Maintes fois repoussé, le projet de loi sur la recherche, qui prévoit un investissement inédit pour redonner du souffle au système, a été adopté mercredi en Conseil des ministres sur fond de vive contestation contre une réforme jugée en trompe-l'oeil.

"Jamais depuis la fin de la deuxième guerre mondiale un gouvernement n'a réalisé un tel investissement dans la recherche", avec une prévision budgétaire de 25 milliards d'euros sur 10 ans, a fait valoir la ministre de la Recherche, Frédérique Vidal, à l'issue du Conseil des ministres.

Fruit de 18 mois de discussions et d'auditions, plusieurs fois reportée, la loi de programmation pluriannuelle de la recherche (LPPR) avait été lancée par Edouard Philippe en février 2019. Elle doit désormais être débattue au Parlement en septembre.

Son ambition: donner du "temps, de la visibilité et des moyens" à un système fragilisé par un déficit chronique d'investissement, et remettre la France sur les rails de la compétition scientifique mondiale.

Les 25 milliards d'euros doivent être injectés par étapes sur les dix prochaines années via une montée en charge progressive: 400 millions en 2021, 800 millions en 2022, 1,2 milliard en 2023... Avec l'objectif, en 2030, d'un budget annuel de 20 milliards d'euros par an, soit 5 milliards de plus qu'actuellement.

Cela doit permettre au budget de la recherche publique d'atteindre 1% du PIB, niveau auquel le pays s'est engagé il y a 20 ans.

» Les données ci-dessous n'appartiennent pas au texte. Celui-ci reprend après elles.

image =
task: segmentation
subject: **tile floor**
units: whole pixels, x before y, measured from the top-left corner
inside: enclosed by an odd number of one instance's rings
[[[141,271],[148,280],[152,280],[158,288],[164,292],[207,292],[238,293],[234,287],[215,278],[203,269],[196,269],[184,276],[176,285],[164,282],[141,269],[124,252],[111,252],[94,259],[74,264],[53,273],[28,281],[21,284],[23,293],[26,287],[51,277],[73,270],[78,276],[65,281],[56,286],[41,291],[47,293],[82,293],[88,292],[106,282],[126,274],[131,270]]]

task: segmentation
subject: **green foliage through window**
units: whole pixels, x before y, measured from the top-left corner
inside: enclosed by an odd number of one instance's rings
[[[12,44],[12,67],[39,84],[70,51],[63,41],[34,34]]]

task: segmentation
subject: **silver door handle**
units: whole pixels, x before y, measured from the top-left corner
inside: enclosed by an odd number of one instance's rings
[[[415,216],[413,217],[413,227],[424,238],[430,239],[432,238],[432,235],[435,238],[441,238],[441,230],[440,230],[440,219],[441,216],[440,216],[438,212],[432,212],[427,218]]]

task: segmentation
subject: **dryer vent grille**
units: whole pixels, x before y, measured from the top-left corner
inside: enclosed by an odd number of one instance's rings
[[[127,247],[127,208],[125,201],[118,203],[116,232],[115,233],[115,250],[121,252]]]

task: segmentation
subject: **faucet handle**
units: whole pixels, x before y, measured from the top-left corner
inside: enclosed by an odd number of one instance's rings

Mais les opposants à la LPPR dénoncent une réforme en "trompe-l'oeil" faisant peser l'essentiel des efforts budgétaires sur les quinquennats suivants. Le seul financement "garanti" est l'enveloppe de 400 millions d'euros l'an prochain, soit 100 millions de moins qu'en 2020, soulignent-ils.

Très attendue après des décennies de coupes claires, la LPPR a déclenché une vague de protestation sans précédent dans le monde universitaire et scientifique, où syndicats et collectifs ont multiplié les actions (rassemblements, pétitions, démissions, journées "facs mortes"...), et envoyé plusieurs milliers de personnes dans la rue début mars pour demander le retrait d'un projet "inique".

- "A marche forcée" -

"Alors que le chef de l'Etat avait annoncé en mars la suspension des réformes en raison de la pandémie mondiale, la ministre de la Recherche continue de porter à marche forcée un projet de loi qui ne cesse de susciter de nouvelles oppositions", a réagi dans un communiqué le collectif des "Facs et Labos en lutte", fer de lance de la mobilisation.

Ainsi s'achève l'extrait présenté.